It’s not hard to see why the president—and most Democratic presidential candidates—so fervently seek an end to the war. America has been at it for 18 years, and seen nearly 2,500 Americans killed (including two last week and 14 this year), billions spent, and a fight far longer and harder than anyone expected in the immediate aftermath of 9/11. The notion of defeating the Taliban and transforming Afghan society expired years ago, and Americans are questioning what they have to show for all the exertion. Pledges to end the war resonate on both sides of the political aisle.

Yet leaving irrespective of conditions, and simply scratching out the best possible deal on the way out, would risk returning to a situation like that which brought America to Afghanistan in the first place. The alternative is to retain a residual military force in the country indefinitely or, more attractive but less likely, withdraw over a long period pursuant to a binding agreement with the Taliban. Despite recent, hopeful reporting that a peace deal and troop reduction are in the offing, the reality is that the solidity of both paths is weakened by administration messages suggesting a politically driven U.S. withdrawal.  

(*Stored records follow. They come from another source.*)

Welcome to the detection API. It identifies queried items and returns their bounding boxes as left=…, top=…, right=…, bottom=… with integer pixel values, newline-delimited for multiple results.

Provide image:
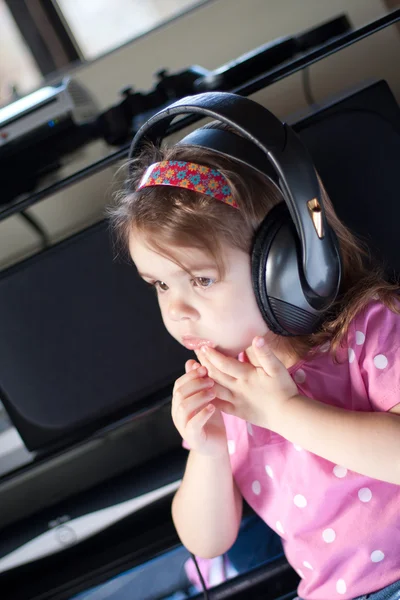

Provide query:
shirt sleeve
left=348, top=301, right=400, bottom=412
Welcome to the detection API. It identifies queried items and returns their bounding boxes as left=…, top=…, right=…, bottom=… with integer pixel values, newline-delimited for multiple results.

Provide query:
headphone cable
left=190, top=553, right=210, bottom=600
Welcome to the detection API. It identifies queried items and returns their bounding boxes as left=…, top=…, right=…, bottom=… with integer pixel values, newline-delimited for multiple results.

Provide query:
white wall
left=0, top=0, right=400, bottom=265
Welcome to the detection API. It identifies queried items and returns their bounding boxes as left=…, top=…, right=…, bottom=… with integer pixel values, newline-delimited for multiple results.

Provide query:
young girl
left=111, top=109, right=400, bottom=600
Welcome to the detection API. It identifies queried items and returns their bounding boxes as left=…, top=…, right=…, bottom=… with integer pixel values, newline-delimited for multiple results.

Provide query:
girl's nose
left=168, top=297, right=197, bottom=321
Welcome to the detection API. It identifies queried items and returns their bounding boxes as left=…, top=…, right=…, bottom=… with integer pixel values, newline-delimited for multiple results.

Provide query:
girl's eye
left=145, top=280, right=168, bottom=293
left=193, top=277, right=215, bottom=288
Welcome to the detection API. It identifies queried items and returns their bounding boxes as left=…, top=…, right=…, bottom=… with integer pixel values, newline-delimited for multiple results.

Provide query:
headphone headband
left=129, top=92, right=341, bottom=310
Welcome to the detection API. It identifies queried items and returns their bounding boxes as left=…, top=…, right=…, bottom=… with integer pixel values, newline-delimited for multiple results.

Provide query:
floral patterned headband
left=138, top=160, right=239, bottom=208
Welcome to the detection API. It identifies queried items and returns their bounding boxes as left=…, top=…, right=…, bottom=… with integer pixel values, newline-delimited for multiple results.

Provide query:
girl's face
left=129, top=234, right=273, bottom=356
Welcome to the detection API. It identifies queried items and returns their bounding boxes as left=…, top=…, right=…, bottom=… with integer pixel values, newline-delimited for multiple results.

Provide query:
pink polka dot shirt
left=211, top=301, right=400, bottom=600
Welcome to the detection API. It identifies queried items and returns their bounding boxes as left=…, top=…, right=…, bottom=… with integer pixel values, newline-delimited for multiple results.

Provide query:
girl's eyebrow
left=138, top=263, right=218, bottom=279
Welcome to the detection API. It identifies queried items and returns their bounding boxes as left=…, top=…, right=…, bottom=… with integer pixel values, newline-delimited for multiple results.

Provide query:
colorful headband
left=138, top=160, right=239, bottom=208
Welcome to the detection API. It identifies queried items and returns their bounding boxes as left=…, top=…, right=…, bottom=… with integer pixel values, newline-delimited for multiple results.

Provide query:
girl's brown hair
left=108, top=124, right=400, bottom=356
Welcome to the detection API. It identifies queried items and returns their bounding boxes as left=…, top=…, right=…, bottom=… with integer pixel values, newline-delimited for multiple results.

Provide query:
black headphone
left=129, top=92, right=342, bottom=336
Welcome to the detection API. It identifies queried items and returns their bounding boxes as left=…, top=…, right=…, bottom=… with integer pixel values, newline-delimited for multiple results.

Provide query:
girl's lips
left=182, top=335, right=215, bottom=350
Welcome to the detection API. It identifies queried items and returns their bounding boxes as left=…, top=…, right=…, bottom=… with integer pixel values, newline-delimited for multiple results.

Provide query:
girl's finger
left=173, top=388, right=215, bottom=429
left=185, top=358, right=201, bottom=373
left=196, top=351, right=236, bottom=387
left=186, top=404, right=215, bottom=438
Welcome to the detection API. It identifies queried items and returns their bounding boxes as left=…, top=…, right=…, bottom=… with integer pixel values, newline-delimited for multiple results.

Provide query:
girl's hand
left=196, top=337, right=298, bottom=433
left=172, top=360, right=227, bottom=456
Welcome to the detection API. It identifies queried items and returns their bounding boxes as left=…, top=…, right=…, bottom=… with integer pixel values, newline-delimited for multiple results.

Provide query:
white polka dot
left=294, top=369, right=306, bottom=383
left=371, top=550, right=385, bottom=562
left=265, top=465, right=274, bottom=479
left=358, top=488, right=372, bottom=502
left=374, top=354, right=388, bottom=369
left=293, top=494, right=307, bottom=508
left=276, top=521, right=285, bottom=533
left=333, top=465, right=347, bottom=479
left=322, top=529, right=336, bottom=544
left=336, top=579, right=347, bottom=594
left=356, top=331, right=365, bottom=346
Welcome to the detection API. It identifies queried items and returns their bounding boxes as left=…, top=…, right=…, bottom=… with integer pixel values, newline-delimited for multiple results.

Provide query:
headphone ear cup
left=251, top=202, right=290, bottom=336
left=251, top=202, right=329, bottom=336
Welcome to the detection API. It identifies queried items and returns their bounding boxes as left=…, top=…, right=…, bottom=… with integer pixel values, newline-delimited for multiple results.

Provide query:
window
left=0, top=0, right=42, bottom=105
left=0, top=0, right=207, bottom=106
left=56, top=0, right=204, bottom=60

Trump, while clearly desiring an end to the war’s expenses, has been all over the place regarding Afghanistan. He entered office devoted to stopping what he described as early as 2012 as a “complete waste.” In 2017, however, he increased U.S. troop levels. In announcing his new Afghanistan strategy, Trump warned against a “hasty withdrawal,” adding that “America’s enemies must never know our plans or believe they can wait us out.” The U.S. presence, he said, would be conditions-based, rather than time-based.

By December 2018, Trump had changed course. The president decided to cut the 14,000 American troops then in Afghanistan by about half, and permitted that plan to be publicly known. He’s said it’s “ridiculous” that America bears such a large share of the Afghanistan burden. And then there was Pompeo’s mixed messaging about the imperative to draw down by Election Day versus his assurance that the U.S. was committed to a conditions-based drawdown. The administration has gone from secret plans, troop increases, and conditions-based withdrawals to open plans, troop reductions, and possibly calendar-based withdrawals.

The president and his team need to get their house in order. Pompeo said, “We think there’s a path to reduce violence, achieve reconciliation, and still make sure that the American counterterrorism effort in Afghanistan has value and the potential to reduce risk in the United States.” There may be, but getting on that path requires a genuine shift from the desire to leave at almost any cost to a drive to pursue negotiations while protecting U.S. security interests.

Afghanistan may be America’s forgotten war, lost in the focus on China and Russia and Iran and North Korea. But the problems there endure. Whether, how, and in what ways America ends its role in that war will be vitally important—not just for the Afghan people but for Americans themselves.